Why Phonon is a broken wheel
In the discussion the approach taken by the Phonon abstraction layer which the Phonon project is advocating for inclusion in KDE4 also came up. I have held back blogging about Phonon for some time to avoid flamewars, but I don't want to have efforts like OSDL delayed due to setups like Phonon being promoted or thought of as a workable solution for the issues faced. Let me start of with a brief introduction to the area of multimedia frameworks.
First of all multimedia frameworks are very complex systems, handling very hard technical problems in order to cater for issues ranging from problems from dealing with the analog past (for some technical information in this field I recommend fourcc.org), a forest of media formats with different traits, a host of features/deficiencies in hardware and a wide range of other software solutions to interact with like sound servers and legacy systems. On top of this you add performance and latency requirements, network protocols and multiplatform issues. In the end you have a problem space where even those who have worked on the issues for many years need to keep their head clear when designing the framework.
Multimedia frameworks are also by their nature abstraction layers themselves, trying to abstract away all the demuxers, muxers, decoders, encoders, cameras, soundcards, sound systems, network protocols and various types of filters into a coherent and userfriendly API.
Now to get back to why I think Phonon is conceptually broken.
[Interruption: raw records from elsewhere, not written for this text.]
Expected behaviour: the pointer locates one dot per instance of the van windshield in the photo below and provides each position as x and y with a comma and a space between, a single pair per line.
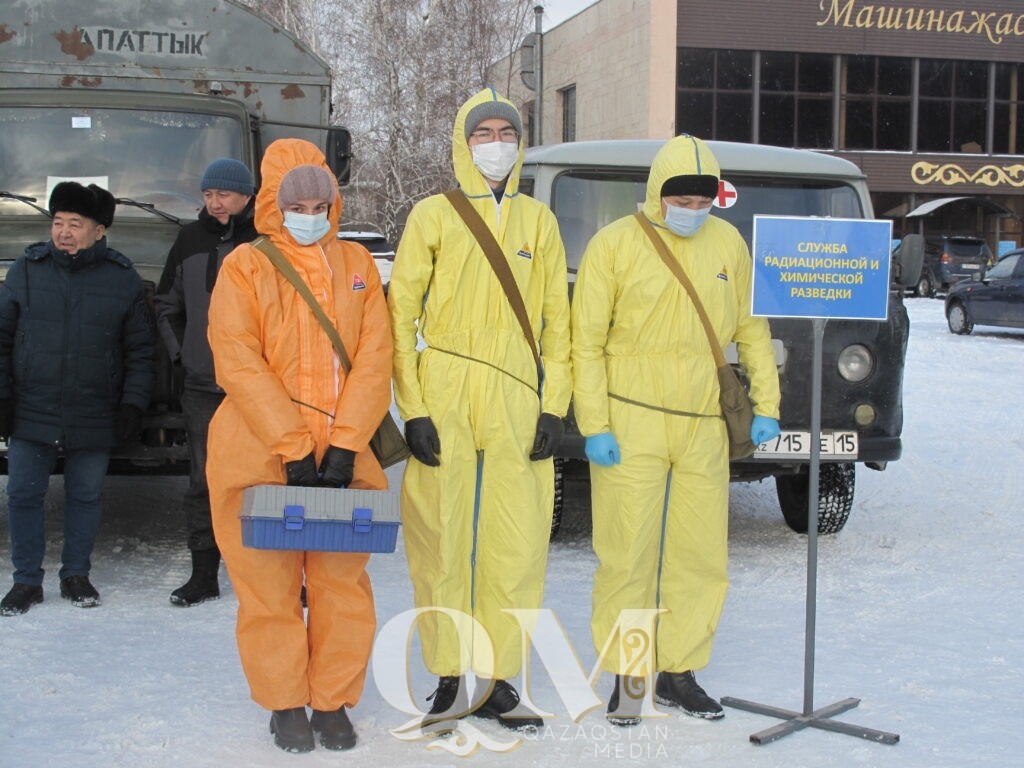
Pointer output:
147, 156
586, 201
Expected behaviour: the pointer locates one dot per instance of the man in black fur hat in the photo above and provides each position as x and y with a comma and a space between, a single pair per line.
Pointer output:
76, 375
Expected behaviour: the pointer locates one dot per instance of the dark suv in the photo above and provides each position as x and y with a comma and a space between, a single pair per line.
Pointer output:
951, 258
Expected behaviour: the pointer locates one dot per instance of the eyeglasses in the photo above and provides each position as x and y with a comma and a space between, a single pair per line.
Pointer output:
484, 135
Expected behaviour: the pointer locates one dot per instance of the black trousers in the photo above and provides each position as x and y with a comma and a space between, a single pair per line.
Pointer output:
198, 408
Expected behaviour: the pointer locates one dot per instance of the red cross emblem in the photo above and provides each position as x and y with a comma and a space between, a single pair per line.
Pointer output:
726, 195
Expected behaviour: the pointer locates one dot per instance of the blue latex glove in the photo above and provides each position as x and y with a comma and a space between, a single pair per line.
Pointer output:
763, 429
603, 450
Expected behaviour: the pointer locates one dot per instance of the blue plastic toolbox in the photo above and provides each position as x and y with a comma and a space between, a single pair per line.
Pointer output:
320, 519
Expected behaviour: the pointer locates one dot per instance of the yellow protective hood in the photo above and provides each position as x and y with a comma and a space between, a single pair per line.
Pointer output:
280, 158
471, 181
682, 156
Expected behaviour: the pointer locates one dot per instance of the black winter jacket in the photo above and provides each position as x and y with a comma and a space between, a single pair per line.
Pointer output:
77, 341
183, 294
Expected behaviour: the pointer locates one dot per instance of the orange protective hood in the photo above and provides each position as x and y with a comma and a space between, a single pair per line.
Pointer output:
280, 158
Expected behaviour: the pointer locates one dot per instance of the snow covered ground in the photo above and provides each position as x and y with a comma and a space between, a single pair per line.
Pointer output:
918, 615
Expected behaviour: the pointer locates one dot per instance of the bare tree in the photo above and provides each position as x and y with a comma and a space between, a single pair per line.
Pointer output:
400, 70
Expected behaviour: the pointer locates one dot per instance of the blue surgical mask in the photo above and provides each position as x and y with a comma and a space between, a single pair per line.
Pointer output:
685, 221
305, 227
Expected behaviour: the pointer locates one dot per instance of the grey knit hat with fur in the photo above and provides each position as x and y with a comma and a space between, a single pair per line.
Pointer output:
306, 182
496, 109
First of all it is destined to fall into one of two traps. Either its API become so high level and limited that application developers will shun it due to a lack of features, meaning that you have an API useful for doing 'ding' sounds in standard applications, but anyone wanting more powerful operations will feel its a bigger hindrance than a help. On the other hand if they actually try to implement a feature set that is big enough to at least satisfy a subset, of for instance music player writers, then they will be forced into accessing things so deep in the frameworks that the operations become so framework specific that generalizing them away into a common API will at best be a kludge and at worst produce various broken behaviour changing depending on framework chosen.
Phonon also falls short in many other areas.